Background Although bone and soft tissue sarcoma is recognized as a rare cancer that originates throughout the body, few comprehensive reports regarding it have been published in Japan. Patients and methods Bone and soft tissue sarcomas were tabulated from the Cancer Registries at eight university hospitals in the Chugoku–Shikoku region. Prognostic factors in cases were extracted in a single facility and have been analyzed. Results From 2016 to 2019, 3.4 patients with bone and soft tissue sarcomas per a general population of 100,000 were treated at eight university hospitals.
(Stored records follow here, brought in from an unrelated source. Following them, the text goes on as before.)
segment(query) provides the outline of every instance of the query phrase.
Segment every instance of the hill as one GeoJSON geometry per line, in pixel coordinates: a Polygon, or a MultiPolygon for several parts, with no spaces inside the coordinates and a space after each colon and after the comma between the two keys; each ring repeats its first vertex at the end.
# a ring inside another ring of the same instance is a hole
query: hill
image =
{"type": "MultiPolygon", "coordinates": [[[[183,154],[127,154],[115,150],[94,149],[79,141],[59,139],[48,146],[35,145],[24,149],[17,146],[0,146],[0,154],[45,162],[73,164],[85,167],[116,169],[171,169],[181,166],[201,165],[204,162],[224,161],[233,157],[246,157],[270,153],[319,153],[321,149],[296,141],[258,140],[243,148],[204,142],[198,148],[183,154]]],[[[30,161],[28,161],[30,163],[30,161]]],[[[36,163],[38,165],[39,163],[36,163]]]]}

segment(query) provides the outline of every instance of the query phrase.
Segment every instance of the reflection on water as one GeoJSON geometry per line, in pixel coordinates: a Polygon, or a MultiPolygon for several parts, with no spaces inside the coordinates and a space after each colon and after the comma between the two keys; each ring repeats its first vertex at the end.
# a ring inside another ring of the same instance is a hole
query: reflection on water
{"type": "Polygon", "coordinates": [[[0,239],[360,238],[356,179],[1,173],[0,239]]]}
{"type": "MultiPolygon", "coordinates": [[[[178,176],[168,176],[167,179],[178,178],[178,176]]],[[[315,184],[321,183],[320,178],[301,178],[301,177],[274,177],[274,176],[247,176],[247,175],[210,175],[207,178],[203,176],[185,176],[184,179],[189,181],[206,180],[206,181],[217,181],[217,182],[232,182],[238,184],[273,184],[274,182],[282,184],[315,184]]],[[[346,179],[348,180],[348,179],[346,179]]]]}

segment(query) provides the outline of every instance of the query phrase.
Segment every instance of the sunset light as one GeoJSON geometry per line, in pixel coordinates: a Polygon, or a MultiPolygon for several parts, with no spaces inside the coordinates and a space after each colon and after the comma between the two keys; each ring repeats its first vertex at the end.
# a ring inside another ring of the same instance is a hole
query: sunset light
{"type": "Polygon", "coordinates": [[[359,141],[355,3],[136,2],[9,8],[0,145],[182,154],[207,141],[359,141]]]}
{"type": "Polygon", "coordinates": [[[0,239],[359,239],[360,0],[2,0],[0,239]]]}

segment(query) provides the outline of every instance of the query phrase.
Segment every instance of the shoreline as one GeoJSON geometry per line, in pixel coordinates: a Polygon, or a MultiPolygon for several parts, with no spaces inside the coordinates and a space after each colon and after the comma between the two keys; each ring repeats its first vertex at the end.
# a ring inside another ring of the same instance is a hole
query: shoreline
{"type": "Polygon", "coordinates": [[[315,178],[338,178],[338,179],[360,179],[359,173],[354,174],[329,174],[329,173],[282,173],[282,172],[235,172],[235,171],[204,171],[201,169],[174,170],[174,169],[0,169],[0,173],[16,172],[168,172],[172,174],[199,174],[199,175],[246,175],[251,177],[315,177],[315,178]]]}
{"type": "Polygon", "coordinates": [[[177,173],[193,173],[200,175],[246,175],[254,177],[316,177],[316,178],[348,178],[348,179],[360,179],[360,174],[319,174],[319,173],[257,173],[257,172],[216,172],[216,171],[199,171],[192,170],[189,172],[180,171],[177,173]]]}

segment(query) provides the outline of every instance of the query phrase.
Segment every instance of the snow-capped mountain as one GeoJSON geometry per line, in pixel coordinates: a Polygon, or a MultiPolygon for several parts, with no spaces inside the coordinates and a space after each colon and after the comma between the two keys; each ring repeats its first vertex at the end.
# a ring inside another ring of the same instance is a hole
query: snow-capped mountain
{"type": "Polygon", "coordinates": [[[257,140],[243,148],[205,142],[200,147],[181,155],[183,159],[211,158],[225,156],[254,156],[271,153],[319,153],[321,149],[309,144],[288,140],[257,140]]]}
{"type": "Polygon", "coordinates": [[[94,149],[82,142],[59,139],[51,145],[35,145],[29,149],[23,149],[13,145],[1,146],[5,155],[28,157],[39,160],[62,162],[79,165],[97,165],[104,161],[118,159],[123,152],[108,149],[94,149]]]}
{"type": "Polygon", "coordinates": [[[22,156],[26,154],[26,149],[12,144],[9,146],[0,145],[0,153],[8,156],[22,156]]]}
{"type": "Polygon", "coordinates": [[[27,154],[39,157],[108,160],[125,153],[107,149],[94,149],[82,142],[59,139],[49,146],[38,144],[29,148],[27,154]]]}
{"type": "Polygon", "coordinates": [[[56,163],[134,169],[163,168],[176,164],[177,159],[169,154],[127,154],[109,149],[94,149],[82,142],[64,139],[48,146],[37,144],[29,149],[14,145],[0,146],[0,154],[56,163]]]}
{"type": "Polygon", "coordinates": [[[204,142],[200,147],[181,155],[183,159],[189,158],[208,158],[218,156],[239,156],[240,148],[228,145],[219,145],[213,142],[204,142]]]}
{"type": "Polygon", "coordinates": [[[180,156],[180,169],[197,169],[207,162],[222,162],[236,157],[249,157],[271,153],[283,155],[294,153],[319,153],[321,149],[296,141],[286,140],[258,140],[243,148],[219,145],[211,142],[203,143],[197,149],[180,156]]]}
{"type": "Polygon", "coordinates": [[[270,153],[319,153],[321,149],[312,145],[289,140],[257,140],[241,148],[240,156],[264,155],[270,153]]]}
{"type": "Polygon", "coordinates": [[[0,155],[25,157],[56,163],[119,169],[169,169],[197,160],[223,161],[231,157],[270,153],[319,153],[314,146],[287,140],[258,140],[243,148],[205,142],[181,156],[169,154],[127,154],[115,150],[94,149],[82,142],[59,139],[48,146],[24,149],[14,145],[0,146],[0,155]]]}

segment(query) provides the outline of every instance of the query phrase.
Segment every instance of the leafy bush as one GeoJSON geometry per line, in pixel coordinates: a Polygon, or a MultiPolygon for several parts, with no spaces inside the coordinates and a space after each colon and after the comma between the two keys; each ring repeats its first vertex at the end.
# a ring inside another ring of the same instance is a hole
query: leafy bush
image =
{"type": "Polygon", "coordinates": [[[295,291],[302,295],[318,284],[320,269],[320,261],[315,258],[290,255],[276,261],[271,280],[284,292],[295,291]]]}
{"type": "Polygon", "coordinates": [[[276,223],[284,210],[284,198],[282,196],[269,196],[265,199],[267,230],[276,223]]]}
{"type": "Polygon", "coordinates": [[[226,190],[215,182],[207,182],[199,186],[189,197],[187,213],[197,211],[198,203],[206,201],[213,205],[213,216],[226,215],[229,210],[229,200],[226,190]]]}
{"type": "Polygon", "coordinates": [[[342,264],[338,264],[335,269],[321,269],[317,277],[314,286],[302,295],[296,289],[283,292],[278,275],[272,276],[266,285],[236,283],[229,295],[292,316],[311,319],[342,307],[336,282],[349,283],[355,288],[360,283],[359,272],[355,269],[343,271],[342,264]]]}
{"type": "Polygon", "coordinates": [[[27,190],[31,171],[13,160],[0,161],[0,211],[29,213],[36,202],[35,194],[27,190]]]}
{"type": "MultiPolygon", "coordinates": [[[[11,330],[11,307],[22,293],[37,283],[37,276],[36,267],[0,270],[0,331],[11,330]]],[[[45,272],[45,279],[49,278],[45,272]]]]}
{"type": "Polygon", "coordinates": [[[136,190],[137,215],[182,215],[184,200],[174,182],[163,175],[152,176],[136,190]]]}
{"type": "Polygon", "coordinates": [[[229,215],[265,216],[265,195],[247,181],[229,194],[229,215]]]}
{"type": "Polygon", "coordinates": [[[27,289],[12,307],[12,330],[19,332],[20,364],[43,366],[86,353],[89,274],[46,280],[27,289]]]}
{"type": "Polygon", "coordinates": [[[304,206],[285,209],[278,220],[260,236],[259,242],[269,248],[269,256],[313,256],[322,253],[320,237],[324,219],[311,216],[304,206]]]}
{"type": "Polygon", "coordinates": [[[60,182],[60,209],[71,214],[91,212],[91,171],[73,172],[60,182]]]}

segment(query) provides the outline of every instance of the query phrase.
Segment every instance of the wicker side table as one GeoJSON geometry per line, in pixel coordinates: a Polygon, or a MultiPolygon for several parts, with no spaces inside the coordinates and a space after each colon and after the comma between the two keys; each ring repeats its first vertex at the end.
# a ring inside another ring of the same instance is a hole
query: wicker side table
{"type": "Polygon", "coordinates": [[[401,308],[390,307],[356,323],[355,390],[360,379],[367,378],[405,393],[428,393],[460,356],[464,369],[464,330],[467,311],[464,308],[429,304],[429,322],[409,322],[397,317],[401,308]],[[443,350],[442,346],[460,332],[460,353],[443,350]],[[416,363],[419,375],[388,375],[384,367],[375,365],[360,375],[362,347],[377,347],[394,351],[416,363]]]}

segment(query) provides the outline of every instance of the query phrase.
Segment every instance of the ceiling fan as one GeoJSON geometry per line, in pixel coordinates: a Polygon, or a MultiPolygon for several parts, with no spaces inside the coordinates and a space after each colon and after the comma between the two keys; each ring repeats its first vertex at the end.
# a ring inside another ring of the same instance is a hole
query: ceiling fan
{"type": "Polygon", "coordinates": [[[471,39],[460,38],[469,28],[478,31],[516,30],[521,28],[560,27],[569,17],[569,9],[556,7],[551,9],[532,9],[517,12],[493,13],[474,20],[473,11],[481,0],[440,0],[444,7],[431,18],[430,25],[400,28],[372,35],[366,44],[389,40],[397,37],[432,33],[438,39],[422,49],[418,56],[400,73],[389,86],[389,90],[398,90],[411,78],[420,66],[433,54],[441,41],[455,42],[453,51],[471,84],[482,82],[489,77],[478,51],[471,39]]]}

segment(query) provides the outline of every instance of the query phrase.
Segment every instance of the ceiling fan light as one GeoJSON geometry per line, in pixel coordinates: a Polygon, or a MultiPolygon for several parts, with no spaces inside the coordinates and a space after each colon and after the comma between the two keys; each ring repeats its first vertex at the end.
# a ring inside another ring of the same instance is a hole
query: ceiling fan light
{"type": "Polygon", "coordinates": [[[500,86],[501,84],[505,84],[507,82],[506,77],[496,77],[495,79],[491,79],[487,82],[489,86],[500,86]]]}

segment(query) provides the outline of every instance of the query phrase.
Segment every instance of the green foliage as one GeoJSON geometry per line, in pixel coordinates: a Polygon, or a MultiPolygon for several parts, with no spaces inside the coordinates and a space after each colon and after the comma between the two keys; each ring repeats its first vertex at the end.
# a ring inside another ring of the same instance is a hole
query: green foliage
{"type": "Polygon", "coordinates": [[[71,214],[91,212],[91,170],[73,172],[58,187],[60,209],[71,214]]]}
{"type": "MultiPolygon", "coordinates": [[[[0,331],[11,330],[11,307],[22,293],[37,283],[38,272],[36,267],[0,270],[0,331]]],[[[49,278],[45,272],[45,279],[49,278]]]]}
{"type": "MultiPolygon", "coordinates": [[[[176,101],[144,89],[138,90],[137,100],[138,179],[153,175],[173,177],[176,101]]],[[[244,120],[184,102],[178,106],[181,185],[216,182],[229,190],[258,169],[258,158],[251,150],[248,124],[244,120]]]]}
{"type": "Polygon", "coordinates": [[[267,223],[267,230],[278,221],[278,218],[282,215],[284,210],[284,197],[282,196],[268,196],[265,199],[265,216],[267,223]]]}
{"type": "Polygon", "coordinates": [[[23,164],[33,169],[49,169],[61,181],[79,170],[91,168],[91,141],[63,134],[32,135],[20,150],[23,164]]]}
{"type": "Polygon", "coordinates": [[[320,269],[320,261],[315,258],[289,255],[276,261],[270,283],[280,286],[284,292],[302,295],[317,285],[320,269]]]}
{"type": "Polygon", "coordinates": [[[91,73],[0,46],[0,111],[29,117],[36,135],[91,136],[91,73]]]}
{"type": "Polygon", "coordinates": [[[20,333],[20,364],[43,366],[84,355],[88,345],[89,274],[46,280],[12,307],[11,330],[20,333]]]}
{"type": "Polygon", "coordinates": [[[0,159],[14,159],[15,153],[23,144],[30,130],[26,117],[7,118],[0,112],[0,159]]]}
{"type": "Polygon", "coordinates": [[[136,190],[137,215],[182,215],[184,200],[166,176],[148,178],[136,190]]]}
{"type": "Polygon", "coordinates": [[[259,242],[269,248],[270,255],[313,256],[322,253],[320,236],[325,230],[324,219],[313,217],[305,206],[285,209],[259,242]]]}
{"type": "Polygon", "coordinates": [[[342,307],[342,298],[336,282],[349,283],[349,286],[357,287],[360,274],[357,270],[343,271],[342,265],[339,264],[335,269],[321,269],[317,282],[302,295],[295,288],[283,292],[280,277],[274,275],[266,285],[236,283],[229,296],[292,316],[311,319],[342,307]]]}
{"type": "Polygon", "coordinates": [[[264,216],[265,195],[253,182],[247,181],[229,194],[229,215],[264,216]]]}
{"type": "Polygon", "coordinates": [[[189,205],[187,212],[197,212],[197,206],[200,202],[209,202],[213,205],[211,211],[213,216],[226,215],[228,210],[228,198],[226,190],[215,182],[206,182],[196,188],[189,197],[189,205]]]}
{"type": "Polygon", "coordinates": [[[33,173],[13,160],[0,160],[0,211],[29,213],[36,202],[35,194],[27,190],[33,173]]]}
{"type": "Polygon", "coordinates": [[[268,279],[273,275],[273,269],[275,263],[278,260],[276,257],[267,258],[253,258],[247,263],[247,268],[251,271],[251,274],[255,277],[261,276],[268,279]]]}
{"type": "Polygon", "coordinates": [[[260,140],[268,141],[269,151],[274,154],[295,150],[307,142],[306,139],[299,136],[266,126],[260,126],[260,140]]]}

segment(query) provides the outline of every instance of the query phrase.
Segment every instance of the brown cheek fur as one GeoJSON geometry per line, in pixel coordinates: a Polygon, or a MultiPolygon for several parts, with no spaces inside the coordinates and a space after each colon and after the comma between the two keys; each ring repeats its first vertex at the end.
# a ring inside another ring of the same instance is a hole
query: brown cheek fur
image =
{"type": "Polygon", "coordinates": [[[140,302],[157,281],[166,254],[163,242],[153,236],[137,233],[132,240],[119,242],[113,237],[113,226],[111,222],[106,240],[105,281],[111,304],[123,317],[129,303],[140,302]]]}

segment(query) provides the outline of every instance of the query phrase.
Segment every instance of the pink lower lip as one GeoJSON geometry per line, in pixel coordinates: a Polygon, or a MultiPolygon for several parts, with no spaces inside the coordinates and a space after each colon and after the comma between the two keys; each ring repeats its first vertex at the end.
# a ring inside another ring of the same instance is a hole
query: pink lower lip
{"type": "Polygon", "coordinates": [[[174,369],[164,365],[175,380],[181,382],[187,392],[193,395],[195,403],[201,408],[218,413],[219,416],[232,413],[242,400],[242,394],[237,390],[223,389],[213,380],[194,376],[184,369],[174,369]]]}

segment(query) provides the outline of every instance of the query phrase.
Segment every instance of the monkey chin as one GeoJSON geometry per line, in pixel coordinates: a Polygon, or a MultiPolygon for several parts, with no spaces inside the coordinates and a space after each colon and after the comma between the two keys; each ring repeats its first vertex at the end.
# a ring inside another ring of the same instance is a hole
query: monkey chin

The number of patients who underwent multidisciplinary treatment involving collaboration among multiple clinical departments has been increasing recently. In the analysis carried out at a single institute (Ehime University Hospital), a total of 127 patients (male/female: 54/73) with an average age of 67.0 y (median 69.5) were treated for four years, with a 5-year survival rate of 55.0%. In the analysis of prognostic factors by multivariate, disease stage and its relative treatment, renal function (creatinine), and a patient’s ability of self-judgment, and a patient’s mobility and physical capability were associated with patient prognosis regarding bone and soft tissue sarcomas. Interestingly, age did not affect the patient’s prognosis (> 70 vs ≦ 70). Conclusions Physical and social factors may affect the prognosis of patients with bone and soft tissue sarcomas, especially those living in non-urban areas.